Капитана Сидоренко начальник политотдела застал за подшивкой документов в «дело». Ответив на приветствие, полковник разрешил следователю сидеть, сел сам и без предисловий спросил:
– Разыскали бандитов, капитан?
– Так точно, товарищ полковник.
– Всех пятерых?
– Никак нет: двух организаторов, одного организатора-исполнителя, пятерых рядовых исполнителей и одного пособника. Желаете взглянуть?
– Есть на что любоваться. А впрочем, давай, показывай. Итого, значит, девять, а если покопаться, то за их спинами ещё нашлись бы организаторы, – заключил Гаркуша.
– Ниточка, конечно, далеко тянется, да полномочий нет, – задумчиво произнёс Сидоренко. – Зинченко! Приведите арестованных!
Полковник закурил.
Дверь открылась, и в кабинет вошли автоматчики и стали по углам комнаты. За ними Кусакин, Зинченко и ещё один ввели разномастных преступников.
– Разрешите представить, – начал Сидоренко, подходя к маленькому человечку. – Господин Шабец, местный гражданин, в прошлом адвокат, помещик, лидер здешних национал-социалистов, правая рука гитлеровского гаулейтера.
Сидоренко подошёл к «администратору».
– Назвавший себя Деднером – американский подданный, международный бандит и шпион. А вот этот молодой человек в спортивном костюме «гольф» – «племянник» господина Шабеца.
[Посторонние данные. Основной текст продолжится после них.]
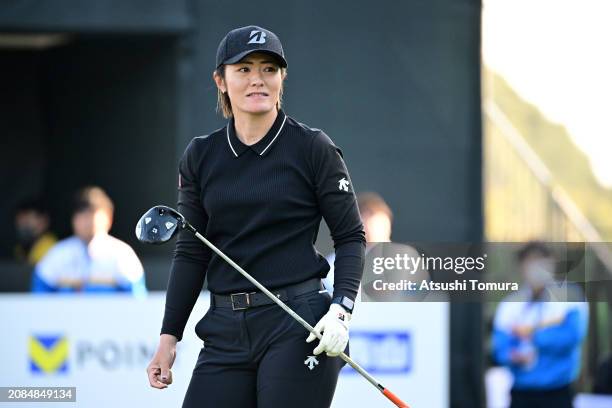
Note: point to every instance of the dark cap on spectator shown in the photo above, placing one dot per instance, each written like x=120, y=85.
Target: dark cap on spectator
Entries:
x=242, y=41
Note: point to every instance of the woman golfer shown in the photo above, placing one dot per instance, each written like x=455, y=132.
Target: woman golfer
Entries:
x=258, y=188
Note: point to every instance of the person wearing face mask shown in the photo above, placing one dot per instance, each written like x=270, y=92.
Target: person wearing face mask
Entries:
x=34, y=239
x=538, y=337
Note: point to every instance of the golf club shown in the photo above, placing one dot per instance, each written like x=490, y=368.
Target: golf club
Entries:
x=161, y=223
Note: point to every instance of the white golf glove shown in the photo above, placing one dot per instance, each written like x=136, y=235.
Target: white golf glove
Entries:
x=334, y=326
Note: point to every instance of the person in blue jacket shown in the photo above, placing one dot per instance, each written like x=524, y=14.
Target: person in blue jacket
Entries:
x=91, y=260
x=537, y=337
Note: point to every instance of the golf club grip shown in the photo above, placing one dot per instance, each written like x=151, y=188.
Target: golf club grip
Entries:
x=393, y=398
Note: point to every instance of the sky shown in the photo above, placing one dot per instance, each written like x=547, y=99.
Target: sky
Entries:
x=557, y=54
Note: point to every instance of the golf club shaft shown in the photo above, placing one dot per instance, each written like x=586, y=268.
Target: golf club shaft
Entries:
x=297, y=317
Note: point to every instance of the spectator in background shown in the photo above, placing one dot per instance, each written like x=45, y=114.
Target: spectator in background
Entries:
x=539, y=340
x=376, y=215
x=91, y=260
x=33, y=236
x=377, y=218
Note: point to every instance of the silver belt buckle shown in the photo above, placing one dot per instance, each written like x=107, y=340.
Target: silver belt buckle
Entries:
x=248, y=300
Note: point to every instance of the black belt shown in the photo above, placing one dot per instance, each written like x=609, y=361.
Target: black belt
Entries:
x=246, y=300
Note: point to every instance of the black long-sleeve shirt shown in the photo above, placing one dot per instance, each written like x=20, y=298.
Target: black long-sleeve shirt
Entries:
x=262, y=205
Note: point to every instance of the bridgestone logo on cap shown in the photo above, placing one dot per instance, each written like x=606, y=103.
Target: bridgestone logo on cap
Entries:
x=257, y=37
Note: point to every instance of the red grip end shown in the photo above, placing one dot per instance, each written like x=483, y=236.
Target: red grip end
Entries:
x=398, y=402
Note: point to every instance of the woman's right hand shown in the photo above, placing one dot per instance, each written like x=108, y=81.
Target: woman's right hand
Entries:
x=159, y=369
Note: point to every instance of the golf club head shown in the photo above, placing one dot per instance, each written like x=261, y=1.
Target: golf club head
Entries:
x=159, y=225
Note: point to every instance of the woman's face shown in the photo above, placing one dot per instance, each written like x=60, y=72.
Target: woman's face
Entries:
x=253, y=84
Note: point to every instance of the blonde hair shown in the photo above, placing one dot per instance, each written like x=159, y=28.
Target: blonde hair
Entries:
x=224, y=105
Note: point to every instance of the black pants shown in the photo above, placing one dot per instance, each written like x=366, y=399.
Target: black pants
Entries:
x=557, y=398
x=259, y=358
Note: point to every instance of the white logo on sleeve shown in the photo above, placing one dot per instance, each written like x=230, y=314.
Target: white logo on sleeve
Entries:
x=257, y=37
x=311, y=362
x=343, y=184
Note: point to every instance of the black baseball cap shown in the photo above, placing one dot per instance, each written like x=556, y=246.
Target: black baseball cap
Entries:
x=242, y=41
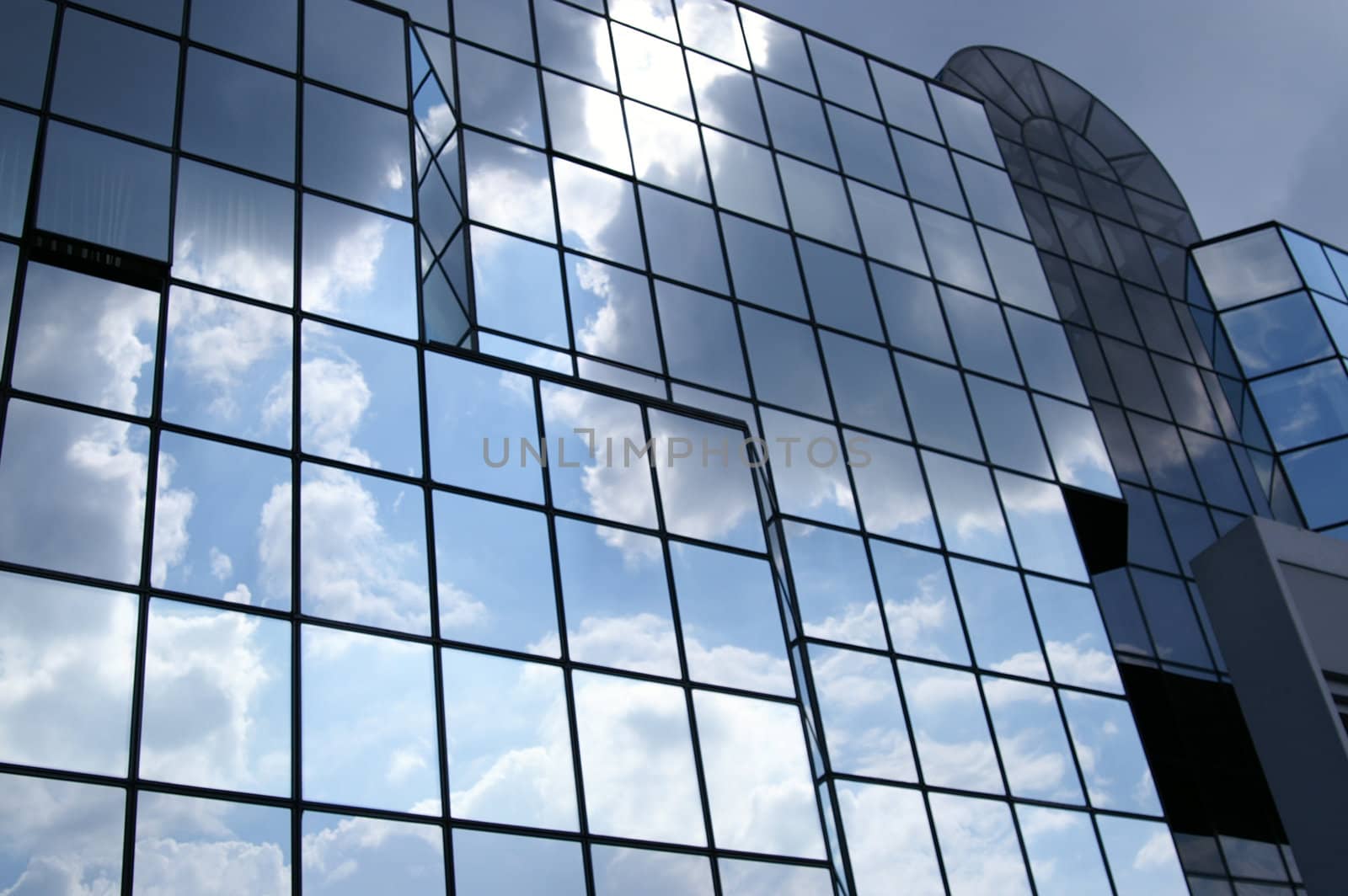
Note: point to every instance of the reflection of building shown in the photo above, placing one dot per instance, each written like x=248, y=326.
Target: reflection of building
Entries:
x=271, y=619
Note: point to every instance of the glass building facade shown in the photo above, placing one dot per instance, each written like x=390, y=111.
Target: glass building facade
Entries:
x=526, y=446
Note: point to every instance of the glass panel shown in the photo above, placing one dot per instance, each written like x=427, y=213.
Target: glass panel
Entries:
x=359, y=267
x=503, y=96
x=758, y=776
x=345, y=856
x=518, y=287
x=78, y=476
x=651, y=71
x=701, y=341
x=889, y=840
x=1142, y=857
x=981, y=334
x=619, y=871
x=863, y=381
x=85, y=340
x=967, y=509
x=1008, y=426
x=1064, y=852
x=227, y=367
x=889, y=484
x=763, y=266
x=200, y=845
x=87, y=179
x=18, y=132
x=1073, y=635
x=356, y=150
x=839, y=290
x=1041, y=527
x=383, y=689
x=954, y=249
x=940, y=408
x=745, y=179
x=118, y=77
x=67, y=655
x=1110, y=754
x=682, y=240
x=863, y=718
x=815, y=492
x=510, y=747
x=705, y=493
x=495, y=581
x=262, y=30
x=575, y=42
x=599, y=213
x=777, y=51
x=666, y=150
x=725, y=96
x=638, y=760
x=24, y=49
x=817, y=202
x=732, y=632
x=60, y=835
x=618, y=604
x=511, y=866
x=833, y=585
x=1246, y=269
x=912, y=314
x=586, y=121
x=918, y=603
x=619, y=492
x=235, y=233
x=945, y=711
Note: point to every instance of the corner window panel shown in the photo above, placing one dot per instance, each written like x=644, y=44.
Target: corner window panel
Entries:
x=618, y=604
x=728, y=613
x=359, y=267
x=495, y=579
x=833, y=586
x=955, y=748
x=116, y=77
x=78, y=476
x=222, y=522
x=383, y=689
x=967, y=509
x=758, y=776
x=227, y=367
x=637, y=756
x=889, y=485
x=35, y=844
x=363, y=550
x=235, y=233
x=87, y=340
x=67, y=653
x=345, y=855
x=356, y=150
x=701, y=341
x=87, y=179
x=510, y=747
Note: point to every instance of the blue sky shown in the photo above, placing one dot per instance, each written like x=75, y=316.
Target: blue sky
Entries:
x=1240, y=100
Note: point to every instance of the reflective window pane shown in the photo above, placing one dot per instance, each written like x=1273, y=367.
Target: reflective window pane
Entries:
x=78, y=476
x=511, y=767
x=67, y=655
x=758, y=776
x=235, y=233
x=638, y=760
x=495, y=583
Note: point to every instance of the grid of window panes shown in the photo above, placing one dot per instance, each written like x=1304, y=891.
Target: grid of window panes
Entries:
x=440, y=673
x=1111, y=231
x=1281, y=302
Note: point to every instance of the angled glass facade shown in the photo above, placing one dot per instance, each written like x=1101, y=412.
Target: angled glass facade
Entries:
x=546, y=448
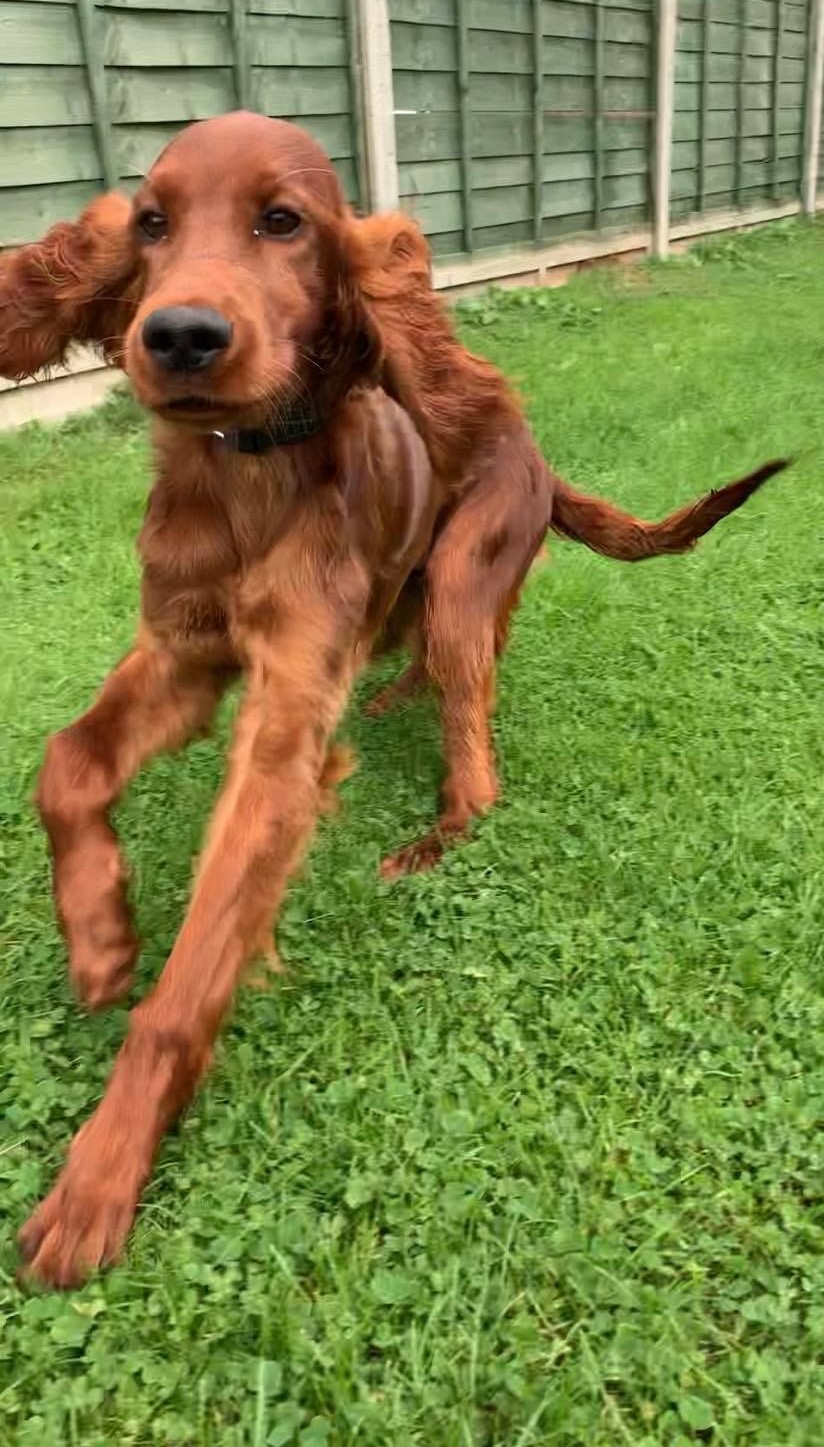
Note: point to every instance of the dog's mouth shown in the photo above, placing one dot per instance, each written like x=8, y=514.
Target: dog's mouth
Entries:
x=199, y=411
x=190, y=404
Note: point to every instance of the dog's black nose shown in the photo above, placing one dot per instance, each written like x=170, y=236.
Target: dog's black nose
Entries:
x=186, y=339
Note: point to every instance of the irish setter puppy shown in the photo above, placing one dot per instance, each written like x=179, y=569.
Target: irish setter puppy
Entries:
x=300, y=518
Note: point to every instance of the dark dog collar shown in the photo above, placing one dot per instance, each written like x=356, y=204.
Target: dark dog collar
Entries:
x=287, y=427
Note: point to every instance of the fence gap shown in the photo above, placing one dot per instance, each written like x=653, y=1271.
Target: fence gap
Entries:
x=537, y=119
x=598, y=129
x=241, y=55
x=93, y=54
x=378, y=106
x=816, y=84
x=356, y=102
x=703, y=138
x=776, y=100
x=465, y=123
x=740, y=100
x=665, y=100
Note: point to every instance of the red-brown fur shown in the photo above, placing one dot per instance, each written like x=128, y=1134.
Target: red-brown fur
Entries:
x=290, y=567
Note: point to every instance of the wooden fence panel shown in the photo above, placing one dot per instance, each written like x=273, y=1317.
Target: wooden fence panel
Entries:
x=158, y=65
x=523, y=120
x=517, y=122
x=740, y=94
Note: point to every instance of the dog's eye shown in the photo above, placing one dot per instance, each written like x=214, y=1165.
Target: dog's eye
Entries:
x=152, y=226
x=278, y=222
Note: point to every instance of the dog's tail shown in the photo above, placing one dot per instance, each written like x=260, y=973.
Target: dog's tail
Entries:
x=607, y=530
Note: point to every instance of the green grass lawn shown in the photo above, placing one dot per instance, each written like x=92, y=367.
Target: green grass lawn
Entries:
x=526, y=1151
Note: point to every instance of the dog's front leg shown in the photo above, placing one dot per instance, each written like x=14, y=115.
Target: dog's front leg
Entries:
x=299, y=682
x=154, y=701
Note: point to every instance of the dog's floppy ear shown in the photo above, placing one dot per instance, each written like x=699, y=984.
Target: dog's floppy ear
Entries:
x=391, y=265
x=78, y=284
x=348, y=348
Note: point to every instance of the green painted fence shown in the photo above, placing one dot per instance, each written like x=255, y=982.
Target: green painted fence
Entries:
x=523, y=122
x=517, y=122
x=740, y=96
x=81, y=83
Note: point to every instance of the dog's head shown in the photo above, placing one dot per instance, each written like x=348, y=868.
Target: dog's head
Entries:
x=246, y=304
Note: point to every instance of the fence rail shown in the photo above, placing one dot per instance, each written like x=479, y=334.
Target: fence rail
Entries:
x=506, y=126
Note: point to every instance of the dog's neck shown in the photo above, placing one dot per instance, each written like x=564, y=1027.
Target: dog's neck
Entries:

В действительности же – сын местного фабриканта, учился в Америке, окончил юридический факультет. Отец во время войны тоже перекочевал в США. Для прохождения «практики» сынок был направлен, причем не только папашей, к господину Шабецу, но способностей к политическому разбою не проявил и «засыпался» на первом же «деле». Следующий: человек, известный под кличкой «Мышонок», прозванный так, вероятно, из-за оригинального родимого пятна на щеке, которое, отправляясь «на дело», имеет привычку маскировать марлевой наклейкой. Рецидивист, взломщик, специалист по «мокрым» делам, служил в гестапо…
Сидоренко подошёл к «карасю», замялся и махнул рукой:
– Ну, этот и остальные – просто паразиты своего народа. Особого интереса собой не представляют.
– По данному делу, – продолжал следователь, – господин Шабец проходит как идейный вождь и организатор местных «сил» и преступления. Американский «администратор» – как отобравший посредством небольшого путча идейное руководство у господина Шабеца и вожак банды, одетый в форму лейтенанта Советской Армии. «Племянник своего дяди» пытался стать «фюрером» антисоветской пропаганды и как таковой участвовал в «разработке» первой «операции». «Мышонок» – ближайший помощник «лейтенанта», специалист. Остальные – исполнители.
– Извините, товарищ полковник, – Сидоренко вдруг оглянулся и позвал: – Сержант Бойков!
В дверь просунулась белобрысая голова сержанта и, понимающе кивнув, скрылась.
Гаркуша сидел и молча жевал мундштук погасшей папиросы. С нескрываемой ненавистью переводил он свой свинцовый взгляд с одного негодяя на другого. «Раз, два… семь», – пересчитал он.